What Constitutes Illegal Hostile Workplace Conduct?

Know Your Rights: When jerky behavior escalates
to truly hostile harassment

Question: My workplace is a crazy hostile work environment. Can I sue my employer?

Answer: Probably not.

Question: Why??

Answer: Your employer is allowed to be hostile. They’re allowed to be jerks. They’re allowed to be nasty. General hostility, or hostility for no identifiable reason, is perfectly legal in the United States.

As a general rule, they’re allowed to treat you as badly as they want. It’s only illegal if they’re being hostile, nasty, discriminatory jerks because you’re a woman, or because you’re pregnant, or because you politely rebuffed your boss’ sexual overtures, or because you decline to laugh encouragingly at your colleagues’ stupid sexist jokes, etc. If these factors are present, then you can allege that it’s a legally impermissible hostile work environment.

Anti-discrimination and harassment laws protect you from being treated badly or differently in hiring/firing/layoff decisions, pay practices, promotional and job assignment decisions, training opportunities, etc., because of your actual or perceived inclusion in a protected class, based on characteristics such as sex, race, or religion.

Harassment Standards under Federal Law

Under federal law, “harassment” based on sex, pregnancy, race, religion, national origin, age or disability, is prohibited.
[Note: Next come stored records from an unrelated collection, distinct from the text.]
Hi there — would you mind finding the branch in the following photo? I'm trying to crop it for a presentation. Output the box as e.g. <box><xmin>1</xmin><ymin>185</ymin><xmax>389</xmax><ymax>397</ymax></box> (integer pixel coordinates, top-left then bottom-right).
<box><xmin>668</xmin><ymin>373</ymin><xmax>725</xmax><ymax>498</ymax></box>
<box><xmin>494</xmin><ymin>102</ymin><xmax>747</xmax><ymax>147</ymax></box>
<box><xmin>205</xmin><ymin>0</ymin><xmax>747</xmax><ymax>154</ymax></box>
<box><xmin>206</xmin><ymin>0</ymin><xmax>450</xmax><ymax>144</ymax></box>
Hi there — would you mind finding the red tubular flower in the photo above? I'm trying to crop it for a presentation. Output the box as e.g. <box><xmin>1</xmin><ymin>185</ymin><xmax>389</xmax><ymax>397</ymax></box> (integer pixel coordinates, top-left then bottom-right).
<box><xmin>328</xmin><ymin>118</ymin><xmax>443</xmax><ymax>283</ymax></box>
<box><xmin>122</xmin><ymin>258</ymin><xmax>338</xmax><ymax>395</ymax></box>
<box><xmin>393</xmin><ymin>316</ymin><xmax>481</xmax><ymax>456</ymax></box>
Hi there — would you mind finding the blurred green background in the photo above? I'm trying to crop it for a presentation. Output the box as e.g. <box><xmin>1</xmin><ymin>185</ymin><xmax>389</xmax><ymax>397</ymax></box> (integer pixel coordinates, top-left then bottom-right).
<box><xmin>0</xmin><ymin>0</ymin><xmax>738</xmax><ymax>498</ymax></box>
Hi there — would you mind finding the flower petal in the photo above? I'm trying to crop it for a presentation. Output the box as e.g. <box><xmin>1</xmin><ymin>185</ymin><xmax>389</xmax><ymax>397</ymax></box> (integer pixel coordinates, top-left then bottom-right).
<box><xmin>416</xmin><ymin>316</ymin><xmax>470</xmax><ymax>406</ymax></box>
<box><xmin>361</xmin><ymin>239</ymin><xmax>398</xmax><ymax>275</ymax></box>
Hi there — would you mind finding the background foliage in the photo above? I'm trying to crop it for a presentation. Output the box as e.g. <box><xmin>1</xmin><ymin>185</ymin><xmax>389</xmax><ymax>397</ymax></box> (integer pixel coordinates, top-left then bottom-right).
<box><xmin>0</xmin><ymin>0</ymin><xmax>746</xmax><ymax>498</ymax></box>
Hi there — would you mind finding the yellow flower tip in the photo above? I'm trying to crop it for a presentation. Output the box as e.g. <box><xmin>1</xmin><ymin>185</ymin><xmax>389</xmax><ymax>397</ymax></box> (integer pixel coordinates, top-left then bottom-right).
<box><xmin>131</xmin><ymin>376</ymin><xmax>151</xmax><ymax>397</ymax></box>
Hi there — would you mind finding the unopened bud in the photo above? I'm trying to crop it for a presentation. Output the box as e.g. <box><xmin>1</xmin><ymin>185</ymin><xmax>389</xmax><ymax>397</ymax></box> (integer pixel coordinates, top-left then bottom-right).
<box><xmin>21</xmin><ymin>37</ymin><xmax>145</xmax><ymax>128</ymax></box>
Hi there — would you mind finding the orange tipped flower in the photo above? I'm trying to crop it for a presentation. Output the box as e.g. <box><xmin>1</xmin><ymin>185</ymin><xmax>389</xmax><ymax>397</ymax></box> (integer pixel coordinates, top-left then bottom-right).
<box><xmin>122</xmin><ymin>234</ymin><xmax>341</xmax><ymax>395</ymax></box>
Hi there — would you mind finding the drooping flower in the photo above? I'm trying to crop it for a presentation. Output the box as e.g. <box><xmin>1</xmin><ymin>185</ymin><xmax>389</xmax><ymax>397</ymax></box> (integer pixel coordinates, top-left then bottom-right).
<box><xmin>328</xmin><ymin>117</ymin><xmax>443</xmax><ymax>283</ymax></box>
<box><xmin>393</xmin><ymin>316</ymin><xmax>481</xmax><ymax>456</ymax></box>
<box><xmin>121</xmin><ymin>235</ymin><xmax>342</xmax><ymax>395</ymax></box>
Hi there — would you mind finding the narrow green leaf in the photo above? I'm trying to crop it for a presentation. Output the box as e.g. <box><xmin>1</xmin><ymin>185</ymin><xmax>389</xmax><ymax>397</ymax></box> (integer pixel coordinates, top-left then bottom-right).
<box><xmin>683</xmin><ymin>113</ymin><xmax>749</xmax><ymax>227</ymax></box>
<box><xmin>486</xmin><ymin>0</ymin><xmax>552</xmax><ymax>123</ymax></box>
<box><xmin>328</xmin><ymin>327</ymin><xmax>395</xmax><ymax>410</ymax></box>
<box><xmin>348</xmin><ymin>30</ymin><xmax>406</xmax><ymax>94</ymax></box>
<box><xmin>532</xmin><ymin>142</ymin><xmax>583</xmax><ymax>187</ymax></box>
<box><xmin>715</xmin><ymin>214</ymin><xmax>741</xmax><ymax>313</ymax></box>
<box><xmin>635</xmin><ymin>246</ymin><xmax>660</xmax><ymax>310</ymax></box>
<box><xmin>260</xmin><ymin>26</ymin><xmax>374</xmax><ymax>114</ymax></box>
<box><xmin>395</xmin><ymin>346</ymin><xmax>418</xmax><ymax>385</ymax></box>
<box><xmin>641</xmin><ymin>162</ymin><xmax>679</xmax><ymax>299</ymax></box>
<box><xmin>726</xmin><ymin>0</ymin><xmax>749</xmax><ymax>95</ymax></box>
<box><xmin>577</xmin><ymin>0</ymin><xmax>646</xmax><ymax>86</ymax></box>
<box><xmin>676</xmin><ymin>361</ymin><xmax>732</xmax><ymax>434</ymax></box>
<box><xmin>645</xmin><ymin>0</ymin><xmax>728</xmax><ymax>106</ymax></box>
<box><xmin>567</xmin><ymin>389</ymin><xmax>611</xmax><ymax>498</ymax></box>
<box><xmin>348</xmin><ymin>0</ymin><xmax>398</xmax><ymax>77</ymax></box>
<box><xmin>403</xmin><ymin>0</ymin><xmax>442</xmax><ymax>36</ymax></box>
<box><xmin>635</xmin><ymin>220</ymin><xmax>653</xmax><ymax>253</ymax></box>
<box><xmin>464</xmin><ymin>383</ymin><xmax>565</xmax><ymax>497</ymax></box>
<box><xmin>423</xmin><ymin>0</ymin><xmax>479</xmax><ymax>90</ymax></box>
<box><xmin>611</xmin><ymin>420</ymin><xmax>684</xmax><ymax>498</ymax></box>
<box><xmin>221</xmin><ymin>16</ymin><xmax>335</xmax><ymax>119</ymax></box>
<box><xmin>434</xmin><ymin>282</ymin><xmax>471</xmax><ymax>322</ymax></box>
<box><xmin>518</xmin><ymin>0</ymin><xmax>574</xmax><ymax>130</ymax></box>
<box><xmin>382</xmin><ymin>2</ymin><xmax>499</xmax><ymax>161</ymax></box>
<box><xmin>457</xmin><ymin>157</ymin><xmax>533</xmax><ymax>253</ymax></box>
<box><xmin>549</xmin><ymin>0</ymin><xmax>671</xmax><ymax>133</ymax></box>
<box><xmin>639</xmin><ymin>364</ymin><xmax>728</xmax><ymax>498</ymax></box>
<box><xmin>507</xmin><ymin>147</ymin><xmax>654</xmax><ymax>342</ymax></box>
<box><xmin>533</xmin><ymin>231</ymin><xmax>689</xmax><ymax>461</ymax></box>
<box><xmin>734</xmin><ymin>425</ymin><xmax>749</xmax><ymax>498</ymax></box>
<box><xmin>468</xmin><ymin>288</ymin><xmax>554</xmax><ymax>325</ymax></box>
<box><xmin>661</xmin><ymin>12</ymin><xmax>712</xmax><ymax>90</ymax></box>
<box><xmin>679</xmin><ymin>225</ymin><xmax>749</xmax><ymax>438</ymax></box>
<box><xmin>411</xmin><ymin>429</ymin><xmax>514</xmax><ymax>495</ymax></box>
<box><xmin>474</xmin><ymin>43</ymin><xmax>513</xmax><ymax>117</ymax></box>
Statistically, most “hostile work environment” claims are brought by women on the basis of “sex.”

Under many state and city anti-discrimination laws, other characteristics are protected, such as sexual orientation, gender identity, marital or parental status, domestic violence victim status, criminal record status, etc. Apart from these specific protected categories, your boss can treat you like dirt and get away clean with it––but unfortunately, there is still no federal or state law that outlaws plain old bullying, so long as it is not done on the basis of gender, pregnancy, race, ethnicity, sexual orientation, age (over 40), or physical or medical condition (including recently being out of work).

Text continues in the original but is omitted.